The heat was thankfully slow in coming this year but it has arrived and Rome went from gray and rainy to boiling in an instant. Be prepared for temperatures in the high 80s (30+ in Celsius) and for places to have little or no air conditioning. Double (triple) check that your accommodation has air conditioning if that is important to you. It is not a given.
🏛️Visit empty museums
🪴 Find cool gardens
⛪️ Go to Church
Churches offer a cool and quiet respite from the heat and chaos outside. Make sure you have a scarf in your bag to cover bare shoulders and that your dress or shorts cover your knees. The Vatican and the Pantheon strictly enforce this rule. Remember that most churches close in the middle of the day and reopen after 3 pm.
❄️Find a Fountain
There is always ice-cold fresh water flowing from the small drinking fountains that Romans call Nasoni.🚫Remember there is a hefty fine if you take a dip in the famous fountains.

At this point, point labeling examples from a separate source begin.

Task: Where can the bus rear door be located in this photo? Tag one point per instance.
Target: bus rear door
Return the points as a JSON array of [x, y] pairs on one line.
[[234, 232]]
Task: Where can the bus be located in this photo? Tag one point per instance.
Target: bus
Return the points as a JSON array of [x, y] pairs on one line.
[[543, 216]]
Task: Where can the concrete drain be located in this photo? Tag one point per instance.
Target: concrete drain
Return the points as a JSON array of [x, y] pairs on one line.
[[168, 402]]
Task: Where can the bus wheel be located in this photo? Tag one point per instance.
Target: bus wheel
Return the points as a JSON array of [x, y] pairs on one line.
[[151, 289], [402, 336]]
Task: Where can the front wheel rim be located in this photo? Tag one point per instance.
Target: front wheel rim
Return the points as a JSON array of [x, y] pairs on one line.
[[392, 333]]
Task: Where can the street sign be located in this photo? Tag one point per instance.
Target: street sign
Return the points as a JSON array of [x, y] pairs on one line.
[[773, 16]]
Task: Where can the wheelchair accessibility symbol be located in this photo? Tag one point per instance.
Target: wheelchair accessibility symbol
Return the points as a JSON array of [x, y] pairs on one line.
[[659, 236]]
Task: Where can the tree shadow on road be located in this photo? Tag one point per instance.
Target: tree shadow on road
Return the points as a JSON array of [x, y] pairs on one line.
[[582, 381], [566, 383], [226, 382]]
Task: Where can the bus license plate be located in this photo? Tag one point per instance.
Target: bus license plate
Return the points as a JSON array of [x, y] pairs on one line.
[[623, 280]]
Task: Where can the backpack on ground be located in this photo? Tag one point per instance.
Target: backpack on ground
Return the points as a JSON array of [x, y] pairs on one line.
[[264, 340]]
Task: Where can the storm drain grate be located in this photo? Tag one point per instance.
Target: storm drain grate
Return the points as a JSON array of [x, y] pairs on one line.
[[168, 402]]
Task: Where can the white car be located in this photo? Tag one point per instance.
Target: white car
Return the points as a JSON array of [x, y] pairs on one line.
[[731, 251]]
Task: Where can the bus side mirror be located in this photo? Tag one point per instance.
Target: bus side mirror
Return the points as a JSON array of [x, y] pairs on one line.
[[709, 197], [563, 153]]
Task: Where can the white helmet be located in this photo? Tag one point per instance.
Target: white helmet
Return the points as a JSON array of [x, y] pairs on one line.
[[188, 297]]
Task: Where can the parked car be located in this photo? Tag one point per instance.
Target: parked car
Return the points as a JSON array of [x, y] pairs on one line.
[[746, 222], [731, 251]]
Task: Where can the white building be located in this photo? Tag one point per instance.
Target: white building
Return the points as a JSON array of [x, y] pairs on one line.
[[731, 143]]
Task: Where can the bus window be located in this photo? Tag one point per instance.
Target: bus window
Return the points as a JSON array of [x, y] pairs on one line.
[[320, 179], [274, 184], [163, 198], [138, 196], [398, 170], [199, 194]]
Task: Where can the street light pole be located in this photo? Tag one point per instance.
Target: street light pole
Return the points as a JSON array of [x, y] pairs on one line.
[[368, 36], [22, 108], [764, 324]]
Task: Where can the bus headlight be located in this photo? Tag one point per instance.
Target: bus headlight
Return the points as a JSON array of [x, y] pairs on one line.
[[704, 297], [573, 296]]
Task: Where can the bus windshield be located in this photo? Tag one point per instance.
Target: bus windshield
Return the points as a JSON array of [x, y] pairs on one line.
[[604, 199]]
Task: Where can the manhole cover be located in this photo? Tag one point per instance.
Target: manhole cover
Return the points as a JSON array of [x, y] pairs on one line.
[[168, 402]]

🦉Are you a lark or an owl?
⏰ Be a morning bird and get your steps and major sightseeing in before the sun is high. Go with Isabella of Archeo running on an early morning walk through Rome. Be the first one in the Sistine Chapel.
🌃 Be a night owl. Take a nap in the middle of the day and then eat dinner late and get gelato after midnight. The Opera di Roma performs opera and ballets and concerts under the stars with the Terme di Caracalla as a backdrop through August. This year’s program includes La Traviata and Cinderella and Beethova’s 9th. Along the Lungotevere near Trastevere between Ponte Sisto and Ponte Garibaldi, there are tents set up with shopping, games for the kids, and pop-up restaurants that open after sunset. I love this after-dark Colosseum tour.
🧊Ice, ice, ice
Get something cold to eat or drink. Italians don’t really do big iced coffees1 but instead have a shakerato or granita de cafe. Order a cold cocktail; Negronis seem to always come with a lot of ice cubes. If cocktails are not your thing, grattacheccha, the Roman version of snow cones, works just as well.
🏖️ Go to the beach
I spend as much of July at the beach as is humanly possible. Anzio and Ostia are easy peasy to get to without a car. Are lakes more your style? Rent a car and go to Lake Bolsena. If you are happy to just sit near the water there is a stretch along the Lungotevere called Tiberis with chairs, yoga classes, children’s activities, and a few food options. Short on time for exploring beyond Rome? Spend the day on the Amalfi Coast.
🏊♀️ Find a pool
The easiest way is to book a hotel with a pool. The out-of-the-way location of the Rome Cavalieri is worth it to have access to their gardens and pools. The Parco dei Principe on the edge of the Villa Borghese is my other recommendation. Bookmark this list of pools in Rome that have day pass options for that afternoon when you need a cool break.